Le salon des Refusés

Émile Zola, L’Œuvre, chapitre V, 1886.
 
Au Salon des Refusés, la toile de Claude Lantier, Plein Air, suscite les quolibets. Par ses motifs, elle ressemble au fameux Déjeuner sur l'herbe d'Édouard Manet qui avait créé le scandale lors du Salon des Refusés de 1863.
 

Maintenant qu'il [Claude] avait jugé son œuvre, il écoutait et regardait la foule. L'explosion continuait, s’aggravait dans une gamme ascendante de fous rires. Dès la porte, il voyait se fendre les mâchoires des visiteurs, se rapetisser les yeux, s'élargir le visage ; et c'étaient des souffles tempétueux d'hommes gras, des grincements rouillés d'hommes maigres, dominés par les petites flûtes aiguës des femmes. En face, contre la cimaise, des jeunes gens se renversaient, comme si on leur avait chatouillé les côtes. Une dame venait de se laisser tomber sur une banquette, les genoux serrés, étouffant, tâchant de reprendre haleine dans son mouchoir.
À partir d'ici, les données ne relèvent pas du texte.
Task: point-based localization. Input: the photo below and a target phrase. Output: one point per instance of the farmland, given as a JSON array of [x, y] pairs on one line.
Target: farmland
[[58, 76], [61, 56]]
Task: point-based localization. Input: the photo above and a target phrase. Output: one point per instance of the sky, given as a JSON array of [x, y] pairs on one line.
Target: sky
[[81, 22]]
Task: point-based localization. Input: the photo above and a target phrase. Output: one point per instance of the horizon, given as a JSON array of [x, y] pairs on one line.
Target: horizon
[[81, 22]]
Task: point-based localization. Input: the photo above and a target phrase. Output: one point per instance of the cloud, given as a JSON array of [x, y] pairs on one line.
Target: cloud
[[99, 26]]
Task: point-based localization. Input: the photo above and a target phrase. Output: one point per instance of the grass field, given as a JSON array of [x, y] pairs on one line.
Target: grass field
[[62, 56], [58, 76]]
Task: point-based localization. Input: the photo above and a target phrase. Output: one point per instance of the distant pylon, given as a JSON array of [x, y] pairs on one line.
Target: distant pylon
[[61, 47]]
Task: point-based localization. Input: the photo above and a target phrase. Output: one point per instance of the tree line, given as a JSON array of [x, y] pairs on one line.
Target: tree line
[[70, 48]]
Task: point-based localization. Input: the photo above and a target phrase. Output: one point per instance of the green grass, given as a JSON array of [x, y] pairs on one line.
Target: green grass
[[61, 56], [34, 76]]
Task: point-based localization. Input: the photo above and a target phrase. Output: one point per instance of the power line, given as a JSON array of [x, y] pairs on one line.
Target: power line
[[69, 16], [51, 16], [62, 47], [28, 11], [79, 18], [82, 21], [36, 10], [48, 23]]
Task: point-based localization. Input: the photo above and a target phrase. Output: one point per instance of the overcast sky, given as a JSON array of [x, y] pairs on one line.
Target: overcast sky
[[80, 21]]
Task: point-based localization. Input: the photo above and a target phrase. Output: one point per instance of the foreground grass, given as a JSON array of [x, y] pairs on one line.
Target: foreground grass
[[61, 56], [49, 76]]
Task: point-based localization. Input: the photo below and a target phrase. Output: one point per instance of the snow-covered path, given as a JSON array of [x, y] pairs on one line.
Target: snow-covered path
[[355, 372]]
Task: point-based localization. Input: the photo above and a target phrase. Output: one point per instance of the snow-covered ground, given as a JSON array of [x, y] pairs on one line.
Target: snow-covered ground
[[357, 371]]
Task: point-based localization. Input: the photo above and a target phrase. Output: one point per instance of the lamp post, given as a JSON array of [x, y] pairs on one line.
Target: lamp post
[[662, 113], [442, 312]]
Le bruit de ce tableau si drôle devait se répandre, on se ruait des quatre coins du Salon, des bandes arrivaient, se poussaient, voulaient en être […] Ceux qui ne riaient pas, entraient en fureur : ce bleuissement, cette notation nouvelle de la lumière, semblaient une insulte. Est-ce qu'on laisserait outrager l'art ? De vieux messieurs brandissaient des cannes. Un personnage grave s'en allait, vexé, en déclarant à sa femme qu'il n'aimait pas les mauvaises plaisanteries. Mais un autre, un petit homme méticuleux, ayant cherché dans le catalogue l’explication du tableau, pour l’instruction de sa demoiselle, et lisant à voix haute le titre : Plein Air, ce fut autour de lui une reprise formidable, des cris, des huées. Le mot courait, on le répétait, on le commentait : plein air, oh ! oui, plein air, le ventre à l'air, tout en l'air, tra la la laire ! Cela tournait au scandale, la foule grossissait encore, les faces se congestionnaient dans la chaleur croissante, chacune avec la bouche ronde et bête des ignorants qui jugent de la peinture, exprimant à elles toutes la somme d'âneries, de réflexions saugrenues de ricanements stupides et mauvais, que la vue d'une œuvre originale peut tirer à l'imbécillité bourgeoise.

Émile Zola, L’Œuvre : Paris, Charpentier, 1886.